In Cut, a yaoi manga from Tōko Kawai (Loveholic), two troubled students, one a high school senior with a dark secret and the other a social misfit, clumsily form a bond that may help them to break with the past or may shatter their futures.
High school senior Chiaki Sakaguchi seems like a popular guy, but his genial smile and amiable ways hide a terrible and dark family secret. Eiji Yukimura lives with his aunt and uncle, but he often chooses to sleep in the city park. Eiji doesn’t fit in with the other students, and his days are troubled by horrible visions from his past. A chance encounter introduces the two students to one another. Chiaki goes out of his way to befriend Eiji, who, at first, resists; then, he seemingly, reluctantly gives in to Chiaki’s courting. They may heal each other, if the damage that has been done to them isn’t beyond even the healing power of love.
Cut has so many shocking revelations, each one essential to the story, that I have to be careful in my review not to reveal too much and spoil this yaoi manga for interested readers. I will say that trendy topic, “cutting,” comes into play. I’ll also reveal that this isn’t so much a romantic drama as it is a relationship drama. What’s the difference? The bonding of these two troubled characters only involves a little romantic love. Their coming together is like one of those uplifting stories in which characters unite and through trials and tribulations seek to find happiness and healing. Being together seems to change the way each one thinks, which in turn presents each young man with a different way of living and a different way of living with himself.
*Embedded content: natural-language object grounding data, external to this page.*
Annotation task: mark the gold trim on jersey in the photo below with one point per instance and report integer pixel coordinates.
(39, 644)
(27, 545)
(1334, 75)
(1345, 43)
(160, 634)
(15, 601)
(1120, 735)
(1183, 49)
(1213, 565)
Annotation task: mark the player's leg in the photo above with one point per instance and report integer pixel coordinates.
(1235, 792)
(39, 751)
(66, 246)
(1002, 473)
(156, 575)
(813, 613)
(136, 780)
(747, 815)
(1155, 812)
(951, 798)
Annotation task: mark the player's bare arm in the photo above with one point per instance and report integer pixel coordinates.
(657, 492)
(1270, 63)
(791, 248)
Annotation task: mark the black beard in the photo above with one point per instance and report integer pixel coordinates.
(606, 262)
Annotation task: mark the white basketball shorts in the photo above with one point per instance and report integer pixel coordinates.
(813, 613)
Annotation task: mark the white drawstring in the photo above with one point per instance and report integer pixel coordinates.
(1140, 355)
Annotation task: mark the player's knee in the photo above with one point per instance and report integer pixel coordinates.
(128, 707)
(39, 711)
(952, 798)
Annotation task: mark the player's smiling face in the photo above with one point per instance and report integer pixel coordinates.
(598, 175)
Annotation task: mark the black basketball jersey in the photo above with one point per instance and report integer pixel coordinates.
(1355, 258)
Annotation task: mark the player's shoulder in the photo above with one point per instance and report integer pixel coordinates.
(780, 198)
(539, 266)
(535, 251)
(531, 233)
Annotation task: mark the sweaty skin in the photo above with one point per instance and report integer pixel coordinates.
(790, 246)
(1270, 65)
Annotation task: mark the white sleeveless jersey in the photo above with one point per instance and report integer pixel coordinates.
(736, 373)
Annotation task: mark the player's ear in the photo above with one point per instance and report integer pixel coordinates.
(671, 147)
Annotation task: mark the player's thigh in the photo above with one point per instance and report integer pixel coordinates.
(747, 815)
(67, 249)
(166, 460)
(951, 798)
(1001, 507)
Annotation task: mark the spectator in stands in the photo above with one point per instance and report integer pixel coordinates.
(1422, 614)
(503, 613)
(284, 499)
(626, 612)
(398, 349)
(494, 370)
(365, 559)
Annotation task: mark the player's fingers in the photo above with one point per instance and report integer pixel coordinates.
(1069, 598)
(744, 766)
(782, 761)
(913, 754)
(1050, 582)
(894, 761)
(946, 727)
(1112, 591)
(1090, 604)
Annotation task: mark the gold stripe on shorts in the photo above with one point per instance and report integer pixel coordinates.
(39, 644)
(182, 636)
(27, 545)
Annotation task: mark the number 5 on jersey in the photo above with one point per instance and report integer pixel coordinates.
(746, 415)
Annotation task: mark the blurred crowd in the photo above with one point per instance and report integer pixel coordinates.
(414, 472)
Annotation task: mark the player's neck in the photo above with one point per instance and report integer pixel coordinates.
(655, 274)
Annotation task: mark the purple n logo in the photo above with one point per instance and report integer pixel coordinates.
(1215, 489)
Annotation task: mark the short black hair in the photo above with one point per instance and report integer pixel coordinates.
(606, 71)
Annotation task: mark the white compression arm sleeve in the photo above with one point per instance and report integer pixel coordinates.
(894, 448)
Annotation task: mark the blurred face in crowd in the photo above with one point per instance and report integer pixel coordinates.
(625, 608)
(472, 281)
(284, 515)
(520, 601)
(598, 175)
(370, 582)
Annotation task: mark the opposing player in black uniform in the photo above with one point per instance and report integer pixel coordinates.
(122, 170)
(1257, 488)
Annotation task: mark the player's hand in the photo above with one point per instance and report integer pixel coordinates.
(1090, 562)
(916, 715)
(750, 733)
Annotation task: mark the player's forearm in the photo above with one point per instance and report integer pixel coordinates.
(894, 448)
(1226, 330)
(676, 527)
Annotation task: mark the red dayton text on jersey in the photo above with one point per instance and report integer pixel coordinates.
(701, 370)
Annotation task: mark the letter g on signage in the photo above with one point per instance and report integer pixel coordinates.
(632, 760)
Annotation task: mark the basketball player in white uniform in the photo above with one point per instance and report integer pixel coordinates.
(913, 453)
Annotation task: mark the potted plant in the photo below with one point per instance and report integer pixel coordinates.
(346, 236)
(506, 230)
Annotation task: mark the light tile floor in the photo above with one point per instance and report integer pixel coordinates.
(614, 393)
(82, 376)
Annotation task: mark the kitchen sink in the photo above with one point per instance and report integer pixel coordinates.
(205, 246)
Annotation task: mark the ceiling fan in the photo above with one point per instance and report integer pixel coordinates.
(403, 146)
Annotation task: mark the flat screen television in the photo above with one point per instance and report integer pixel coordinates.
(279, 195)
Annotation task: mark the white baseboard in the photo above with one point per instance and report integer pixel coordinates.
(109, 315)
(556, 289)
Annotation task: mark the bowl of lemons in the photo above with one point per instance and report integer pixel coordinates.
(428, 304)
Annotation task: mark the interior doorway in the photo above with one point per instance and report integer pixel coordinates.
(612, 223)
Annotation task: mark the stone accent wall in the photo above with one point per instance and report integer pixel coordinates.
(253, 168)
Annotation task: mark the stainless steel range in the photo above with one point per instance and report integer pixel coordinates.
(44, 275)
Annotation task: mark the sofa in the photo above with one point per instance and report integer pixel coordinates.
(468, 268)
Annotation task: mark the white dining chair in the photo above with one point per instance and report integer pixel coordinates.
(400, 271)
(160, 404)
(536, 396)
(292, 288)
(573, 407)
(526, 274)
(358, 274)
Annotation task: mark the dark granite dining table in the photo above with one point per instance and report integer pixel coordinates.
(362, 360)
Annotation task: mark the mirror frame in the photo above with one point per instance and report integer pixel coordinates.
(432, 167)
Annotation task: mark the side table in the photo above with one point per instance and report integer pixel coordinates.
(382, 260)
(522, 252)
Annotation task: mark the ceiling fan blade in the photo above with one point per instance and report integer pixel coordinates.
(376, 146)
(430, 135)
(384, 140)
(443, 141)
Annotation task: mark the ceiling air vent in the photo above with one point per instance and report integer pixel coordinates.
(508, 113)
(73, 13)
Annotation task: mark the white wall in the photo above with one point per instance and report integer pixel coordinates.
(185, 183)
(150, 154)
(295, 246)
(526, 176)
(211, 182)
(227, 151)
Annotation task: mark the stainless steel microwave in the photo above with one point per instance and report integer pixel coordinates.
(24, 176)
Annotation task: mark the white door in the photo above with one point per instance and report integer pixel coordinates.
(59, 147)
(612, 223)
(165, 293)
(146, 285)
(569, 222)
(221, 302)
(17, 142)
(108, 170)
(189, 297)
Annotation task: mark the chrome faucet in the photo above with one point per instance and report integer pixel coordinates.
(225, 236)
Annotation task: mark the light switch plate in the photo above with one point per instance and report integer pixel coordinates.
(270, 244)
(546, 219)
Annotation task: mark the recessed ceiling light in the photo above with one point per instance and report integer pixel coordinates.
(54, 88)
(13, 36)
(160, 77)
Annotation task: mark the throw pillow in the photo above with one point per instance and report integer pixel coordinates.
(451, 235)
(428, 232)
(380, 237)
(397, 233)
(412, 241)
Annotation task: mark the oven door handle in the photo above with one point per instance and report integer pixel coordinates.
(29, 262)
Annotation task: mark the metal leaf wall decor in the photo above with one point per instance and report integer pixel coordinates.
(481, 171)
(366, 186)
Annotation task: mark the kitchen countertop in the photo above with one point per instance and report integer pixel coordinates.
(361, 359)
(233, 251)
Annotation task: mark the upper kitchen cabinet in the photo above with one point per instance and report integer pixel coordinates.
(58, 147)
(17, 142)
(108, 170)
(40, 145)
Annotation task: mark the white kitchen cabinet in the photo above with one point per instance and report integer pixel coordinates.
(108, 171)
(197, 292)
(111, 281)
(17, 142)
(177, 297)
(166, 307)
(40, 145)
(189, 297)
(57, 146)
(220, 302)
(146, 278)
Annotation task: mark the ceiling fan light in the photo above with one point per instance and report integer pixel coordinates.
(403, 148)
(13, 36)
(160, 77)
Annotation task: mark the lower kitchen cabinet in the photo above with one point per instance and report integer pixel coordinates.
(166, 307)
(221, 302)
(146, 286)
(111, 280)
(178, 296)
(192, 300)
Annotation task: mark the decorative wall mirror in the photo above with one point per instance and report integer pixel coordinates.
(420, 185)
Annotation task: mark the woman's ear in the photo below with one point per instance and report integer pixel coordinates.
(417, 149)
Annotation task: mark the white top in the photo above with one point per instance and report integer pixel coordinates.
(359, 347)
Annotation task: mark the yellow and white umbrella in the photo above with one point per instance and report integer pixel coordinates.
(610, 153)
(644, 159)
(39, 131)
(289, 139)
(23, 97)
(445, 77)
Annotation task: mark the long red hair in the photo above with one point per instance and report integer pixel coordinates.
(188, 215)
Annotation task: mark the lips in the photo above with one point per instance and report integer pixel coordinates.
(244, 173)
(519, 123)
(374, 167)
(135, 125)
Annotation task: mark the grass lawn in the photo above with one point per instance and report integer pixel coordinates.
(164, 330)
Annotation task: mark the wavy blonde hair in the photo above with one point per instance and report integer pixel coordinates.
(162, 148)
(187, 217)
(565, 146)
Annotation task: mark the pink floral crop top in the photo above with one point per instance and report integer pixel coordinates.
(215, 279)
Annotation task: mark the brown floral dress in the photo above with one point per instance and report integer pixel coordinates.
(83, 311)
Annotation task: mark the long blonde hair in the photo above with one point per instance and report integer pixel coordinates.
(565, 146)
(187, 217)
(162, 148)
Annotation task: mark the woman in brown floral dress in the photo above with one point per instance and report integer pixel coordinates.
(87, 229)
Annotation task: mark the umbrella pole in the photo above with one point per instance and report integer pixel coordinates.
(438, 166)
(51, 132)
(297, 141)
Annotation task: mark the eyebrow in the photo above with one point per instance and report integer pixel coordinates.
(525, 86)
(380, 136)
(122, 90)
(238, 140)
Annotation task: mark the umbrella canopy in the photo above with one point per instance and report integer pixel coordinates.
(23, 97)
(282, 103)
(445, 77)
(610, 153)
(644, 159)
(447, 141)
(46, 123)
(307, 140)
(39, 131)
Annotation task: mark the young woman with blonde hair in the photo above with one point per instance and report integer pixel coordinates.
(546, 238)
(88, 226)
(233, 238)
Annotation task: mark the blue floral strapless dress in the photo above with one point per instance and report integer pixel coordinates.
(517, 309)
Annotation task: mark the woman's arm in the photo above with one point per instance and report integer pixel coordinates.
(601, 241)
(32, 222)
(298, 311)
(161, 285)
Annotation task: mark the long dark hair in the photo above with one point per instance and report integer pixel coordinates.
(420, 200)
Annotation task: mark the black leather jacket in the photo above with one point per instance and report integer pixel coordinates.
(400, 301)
Creator Tōko Kawai doesn’t provide easy answers, and with her evocative art, in which she emphasizes emotion in body language, facial expressions, and even in practically every facet of her composition, readers can experience this journey of two troubled boys in a way that connects them to the characters. Sometimes, Cut’s sexiness and passion are too emotionally raw, and the depictions of sex can be too dark, but readers will enjoy the honest drama here.